DAY THIRTY. 10.30 a.m.
S
ome commentators had predicted that such unprecedented international interest in House Arrest could not be sustained, but they were wrong. Night after night viewers watched while the seven housemate suspects attempted to coexist in an atmosphere of shock, grief and deep, deep suspicion of each other. Peeping Tom had announced that, until the police made an arrest, the game would continue as if nothing had happened. Nominations would take place as usual and the inmates would be given a task to learn and perform together in order to earn their weekly shopping budget. In the week following the murder, the task they were given was to present a synchronized water ballet in the swimming pool. Geraldine had pinched the idea from the Australian version of the show, but in this new context it could not have been more perfect. Geraldine had also been acutely aware of the problem of maintaining the high level of excitement generated by the murder episode and its aftermath, and the idea of subjecting the seven housemates to a water ballet was hailed by many critics as a stroke of genius. The sight of these tired, nervous, desperate people, one of whom was a murderer, all rehearsing classical dance moves together while wearing high-cut Speedo swimwear, ensured that viewing figures for House Arrest went up. The sound of Mantovani’s most soothing string selections wafting through the house lent an even more sinister and surreal note to the exercises and the bickering.

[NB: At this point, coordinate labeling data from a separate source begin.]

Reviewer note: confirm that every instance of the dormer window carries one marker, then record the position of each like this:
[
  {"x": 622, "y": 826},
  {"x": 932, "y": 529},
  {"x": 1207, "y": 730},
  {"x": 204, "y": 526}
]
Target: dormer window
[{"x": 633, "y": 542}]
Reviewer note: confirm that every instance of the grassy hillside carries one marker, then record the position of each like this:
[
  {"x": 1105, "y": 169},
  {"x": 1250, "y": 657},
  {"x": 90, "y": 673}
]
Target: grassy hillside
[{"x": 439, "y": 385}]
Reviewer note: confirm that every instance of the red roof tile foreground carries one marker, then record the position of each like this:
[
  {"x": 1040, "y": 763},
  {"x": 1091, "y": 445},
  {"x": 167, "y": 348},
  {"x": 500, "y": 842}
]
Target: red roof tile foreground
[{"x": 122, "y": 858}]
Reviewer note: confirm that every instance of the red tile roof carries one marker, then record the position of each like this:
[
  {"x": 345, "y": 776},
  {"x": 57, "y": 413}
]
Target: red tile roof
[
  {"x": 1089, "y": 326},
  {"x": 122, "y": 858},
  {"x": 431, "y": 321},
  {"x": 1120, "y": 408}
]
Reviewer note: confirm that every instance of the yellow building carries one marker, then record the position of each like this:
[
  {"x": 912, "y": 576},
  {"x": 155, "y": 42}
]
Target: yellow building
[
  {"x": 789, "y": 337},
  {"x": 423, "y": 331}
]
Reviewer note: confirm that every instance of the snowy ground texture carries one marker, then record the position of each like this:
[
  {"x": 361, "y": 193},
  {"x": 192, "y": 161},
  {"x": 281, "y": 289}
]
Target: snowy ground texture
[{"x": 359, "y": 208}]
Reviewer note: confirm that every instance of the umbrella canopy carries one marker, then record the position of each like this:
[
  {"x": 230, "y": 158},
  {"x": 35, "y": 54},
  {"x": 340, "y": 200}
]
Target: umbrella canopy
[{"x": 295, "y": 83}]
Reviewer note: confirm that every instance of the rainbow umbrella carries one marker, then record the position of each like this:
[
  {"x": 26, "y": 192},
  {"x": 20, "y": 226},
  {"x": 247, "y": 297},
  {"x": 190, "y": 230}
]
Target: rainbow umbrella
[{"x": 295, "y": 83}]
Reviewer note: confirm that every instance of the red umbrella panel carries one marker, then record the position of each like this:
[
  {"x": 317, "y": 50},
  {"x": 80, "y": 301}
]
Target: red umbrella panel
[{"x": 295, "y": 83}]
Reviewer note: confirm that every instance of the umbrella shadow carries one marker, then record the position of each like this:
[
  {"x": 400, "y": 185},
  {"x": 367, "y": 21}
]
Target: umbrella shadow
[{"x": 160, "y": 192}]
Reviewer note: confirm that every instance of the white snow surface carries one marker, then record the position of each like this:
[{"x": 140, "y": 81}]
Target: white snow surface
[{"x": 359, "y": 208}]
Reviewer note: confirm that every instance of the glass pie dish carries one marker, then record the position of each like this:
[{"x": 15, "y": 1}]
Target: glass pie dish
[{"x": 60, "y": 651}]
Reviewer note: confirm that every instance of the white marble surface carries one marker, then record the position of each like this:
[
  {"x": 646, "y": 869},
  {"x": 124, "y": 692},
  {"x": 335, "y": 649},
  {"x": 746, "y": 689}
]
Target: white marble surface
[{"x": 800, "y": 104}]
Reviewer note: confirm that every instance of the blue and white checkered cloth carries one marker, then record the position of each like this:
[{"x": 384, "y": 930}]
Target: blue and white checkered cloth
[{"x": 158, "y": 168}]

‘You’re supposed to raise your right fookin’ leg, Gazzer!’ Moon shouted as Garry attempted to execute a movement known as the Swan.
‘Well, I’ve done my fahkin’ groin in, haven’t I? I’m not a fahkin’ contortionist.’
‘Point your toes, girl,’ Jazz admonished Sally.
‘It says we’ll be judged on elegance and fucking grace.’
‘I’m a bouncer. Jazz, I don’t do fucking grace.’ Even an innocent comment like this caused many a worried look between the housemates and much discussion on the outside. Sally had only been replying to Jazz, but to be reminded that she had more than a casual acquaintance with violence…Well, it did make you think. Sometimes they confronted the ever-present agenda head on.
‘This fahkin’ swimming suit’s riding right up my bum,’ said Gazzer.
‘If I could get hold of the bloke whose idea this was I’d stick a fahkin’ knife in his head!’ It was meant to be a joke, a dark and courageous joke, but nobody laughed when it was replayed ad nauseam in the House Arrest trailers, and Gazzer briefly climbed a notch or two in the ‘whodunit’ polls of the popular press.